In Fig. 9, there is shown the absorption coefficient of the 0.20-mm thick KBBF crystal which corresponds to the 0.37-mm optical path length. In the prism-coupled device, the surface is CaF₂ and the loss in the interface between KBBF and CaF₂ is added, resulting in β = 3%. In Fig. 9, the curve of the 0.23-mm thick sample is also shown for the comparison. Both curves seem to agree well with each other and would show the uncertainty of the method to deduce the absorption coefficient from the transmission curve.

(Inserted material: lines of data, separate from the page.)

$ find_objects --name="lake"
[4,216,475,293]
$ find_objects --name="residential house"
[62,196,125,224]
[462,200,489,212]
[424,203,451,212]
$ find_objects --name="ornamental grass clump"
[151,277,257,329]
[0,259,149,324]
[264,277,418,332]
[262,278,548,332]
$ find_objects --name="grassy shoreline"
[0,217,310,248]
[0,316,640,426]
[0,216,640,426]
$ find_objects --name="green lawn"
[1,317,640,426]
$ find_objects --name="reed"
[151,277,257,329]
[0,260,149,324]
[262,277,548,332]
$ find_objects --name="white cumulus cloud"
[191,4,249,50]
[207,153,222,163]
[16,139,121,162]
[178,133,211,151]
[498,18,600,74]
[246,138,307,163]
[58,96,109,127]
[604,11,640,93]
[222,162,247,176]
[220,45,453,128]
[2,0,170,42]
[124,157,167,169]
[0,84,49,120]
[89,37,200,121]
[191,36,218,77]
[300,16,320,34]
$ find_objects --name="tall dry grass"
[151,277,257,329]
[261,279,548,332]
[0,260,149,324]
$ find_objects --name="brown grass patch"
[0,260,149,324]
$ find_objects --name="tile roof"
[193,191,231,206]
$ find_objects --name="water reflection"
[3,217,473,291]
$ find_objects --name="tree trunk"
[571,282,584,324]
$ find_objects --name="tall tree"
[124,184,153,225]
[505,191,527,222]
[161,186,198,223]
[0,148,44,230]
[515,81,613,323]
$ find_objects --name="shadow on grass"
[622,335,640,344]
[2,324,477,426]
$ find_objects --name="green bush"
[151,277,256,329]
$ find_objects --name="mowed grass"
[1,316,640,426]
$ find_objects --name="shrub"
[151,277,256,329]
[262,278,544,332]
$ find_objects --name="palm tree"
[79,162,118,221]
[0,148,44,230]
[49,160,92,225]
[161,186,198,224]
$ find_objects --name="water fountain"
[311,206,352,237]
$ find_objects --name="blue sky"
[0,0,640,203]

The thickness of KBBF in the prism-coupled device we used in the 5ω experiment was 0.86 mm. However only the thin exit region of KBBF can contribute to the 5ω generation, while the 5ω generated in the entrance part of KBBF will be absorbed completely around the absorption edge. Therefore the effective thickness is quite thin like the crystal (2)-2 whose absorption edge is down to 147 nm. This is the reason why the 149.8 nm light was generated.

The spectrophotometer does not contain a cryostat. Unfortunately we cannot measure the temperature dependence of the absorption edge. Therefore, we cannot decide whether the absorption edge is due to Urbach tail (intrinsic) or impurities. Even if the absorption edge move to the shorter wavelength at a low temperature, we cannot apply to a prism-coupled device because it will be broken by the heat stress at a liquid N₂ temperature as was experienced in the previous paper [5].

7. Discussion

Although the absorption edge does not seem to move to the shorter wavelength for these years, thicker KBBF crystals become possible and the quality of optical contact was improved. In the previous report [5], we used BBO instead of KBBF for the 4ω generation because of low quality in the optical contact between KBBF and CaF₂. In the present work, the output power at 4ω (187.3 nm) reaches 160 mW at 6 kHz by using a prism-coupled KBBF device. The improvement of a prism-coupled device also contributed to the 5ω generation and enabled the generation of coherent radiation below 150 nm. Another reason for the present break through to the shorter wavelength is the use of the short pulse driving source. In [5], Kanai et al., the pulse widths at ω and 5ω were 16 ns and 9.7 ns respectively, while they were 1.2 ns at ω and 0.4 ns at 5ω in the present work respectively. These short pulses also contributed to the generation of lights below 150 nm.

8. Conclusion

The 149.8 nm light was generated by sum frequency mixing in KBBF by using the fundamental with its forth harmonic of a 6 kHz Ti:sapphire laser. The wavelength is the shortest ever obtained to our knowledge by phase matching in nonlinear crystals. The output powers were 3.6 μW at 149.8 nm and 110 μW at 154.0 nm respectively. The phase matching angles were measured in the wide range (149.8 – 158.1 nm) resulting in the discrepancy by 3-4° to the calculation based on the Sellmeier equation. The optical transmission spectra of some KBBF crystals were measured by the spectrophotometer. The transmittance near the absorption edge support the generation of coherent radiation below 150 nm.